Sanctions Web APIs

Use the Sanctions Web APIs to use Sanctions interface features with RESTful services.

20 mins to read

The Epic Online Services (EOS) Sanctions interface manages punitive actions taken against your users. Actions may include temporary or permanent bans from gameplay, communications, or others that limit the social aspects of your product for a particular user. You define the disciplinary actions for your product to handle negative behavior based on your use cases.

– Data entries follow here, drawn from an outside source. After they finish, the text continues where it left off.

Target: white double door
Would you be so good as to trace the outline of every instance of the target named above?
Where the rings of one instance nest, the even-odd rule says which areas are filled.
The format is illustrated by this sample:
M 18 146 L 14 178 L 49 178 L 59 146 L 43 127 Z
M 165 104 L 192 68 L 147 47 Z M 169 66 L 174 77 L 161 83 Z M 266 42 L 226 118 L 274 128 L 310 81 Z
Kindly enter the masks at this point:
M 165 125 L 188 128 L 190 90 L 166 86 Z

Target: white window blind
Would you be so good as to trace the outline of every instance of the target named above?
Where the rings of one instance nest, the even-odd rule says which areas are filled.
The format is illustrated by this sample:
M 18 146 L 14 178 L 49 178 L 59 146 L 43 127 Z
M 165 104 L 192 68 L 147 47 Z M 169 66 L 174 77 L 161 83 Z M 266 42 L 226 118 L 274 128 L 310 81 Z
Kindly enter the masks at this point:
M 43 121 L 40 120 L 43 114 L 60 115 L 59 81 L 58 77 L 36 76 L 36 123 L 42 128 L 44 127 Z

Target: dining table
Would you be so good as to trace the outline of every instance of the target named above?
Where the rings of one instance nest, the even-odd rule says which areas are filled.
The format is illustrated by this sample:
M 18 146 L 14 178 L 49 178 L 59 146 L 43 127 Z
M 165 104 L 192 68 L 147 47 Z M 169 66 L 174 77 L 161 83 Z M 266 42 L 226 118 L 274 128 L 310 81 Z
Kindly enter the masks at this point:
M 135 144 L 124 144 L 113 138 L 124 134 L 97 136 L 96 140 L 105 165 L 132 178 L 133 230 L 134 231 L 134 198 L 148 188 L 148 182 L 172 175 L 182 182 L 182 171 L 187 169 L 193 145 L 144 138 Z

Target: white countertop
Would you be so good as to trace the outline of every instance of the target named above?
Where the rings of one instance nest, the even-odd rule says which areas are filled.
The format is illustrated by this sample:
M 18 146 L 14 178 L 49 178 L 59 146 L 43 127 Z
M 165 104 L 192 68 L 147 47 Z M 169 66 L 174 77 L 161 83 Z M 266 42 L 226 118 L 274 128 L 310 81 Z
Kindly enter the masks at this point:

You can use the Sanctions Web APIs to supplement the EOS C SDK for trusted server applications. Before calling the Sanctions Web APIs, check out the Web API Overview for standards, authentication, and error codes.

Sanctions Web API Endpoint

https://api.epicgames.dev/sanctions/

Querying Active Sanctions for a Specific Player

Policy

The client policy used must have the sanctions:findActiveSanctionsForAnyUser action allowed.

Authorization

This call requires Bearer Token authorization with an EOS Client Auth access token, obtained from the Connect interface.

Request

HTTP Request GET /sanctions/v1/productUser/{ProductUserId}/active
HTTP Headers
NameValue
Authorization Bearer <EOSAccessToken>
Content-Type application/json
Path Parameters
NameTypeDescriptionRequired
ProductUserId String The EOS ProductUserId to query sanctions for Yes
Query Parameters
NameTypeDescriptionRequired
action String

Optional action filter. Supports multiple values: action=action1&action=action2. Max items: 5.

No

Example Request

curl "https://api.epicgames.dev/sanctions/v1/productUser/<ProductUserId>/active" \
-H "accept: application/json" \
-H "Authorization: Bearer <EOSAccessToken>"

Response

HTTP Response 200 - OK: Success.
HTTP Headers
NameValue
Content-Type application/json
JSON Payload
NameTypeDescription
elements Array<CompactSanction> List of active sanctions

CompactSanction

CompactSanction
NameTypeDescription
referenceId String Unique identifier for this sanction
timestamp int64 Epoch timestamp in seconds when this sanction was placed
action String Action string associated with this sanction
expirationTimestamp int64 Epoch timestamp in seconds when this expiration expires, or null if the sanction is permanent

Synchronizing Sanctions to an External Service

Policy

The client policy used must have the Sanctions:syncSanctionEvents action allowed.

Authorization

This call requires Bearer Token authorization with an EOS Client Auth access token, obtained from the Connect interface.

Request

HTTP Request GET /sanctions/v1/sync
HTTP Headers
NameValue
Authorization Bearer <EOSAccessToken>
Content-Type application/json
Query Parameters
NameTypeDescriptionRequired
lastLogId String Optional ID of the last sanction event entry processed in the previous call. No

Example Request

curl "https://api.epicgames.dev/sanctions/v1/sync" \
-H "accept: application/json" \
-H "Authorization: Bearer <EOSAccessToken>" \
-G \
-d lastLogId=<LastLogId>

Response

HTTP Response 200 - OK: Success.
HTTP Headers
NameValue
Content-Type application/json
JSON Payload
NameTypeDescription
elements Array<SanctionEvent> List of sanction events

SanctionEvent

SanctionEvent
NameTypeDescription
productUserId String Sanctioned user’s EOS ProductUserId
action String Action string associated with this sanction
justification String Justification string associated with this sanction
source String Source which created this sanction, e.g. ‘developer-portal’
eventType Integer 1: Sanction was created 2: Sanction was updated 3: Sanction was deleted
tags Array<String> List of tags associated with this sanction
logId String

Unique identifier for a SanctionEvent log entry. This value can be used to request incremental updates from the sync API.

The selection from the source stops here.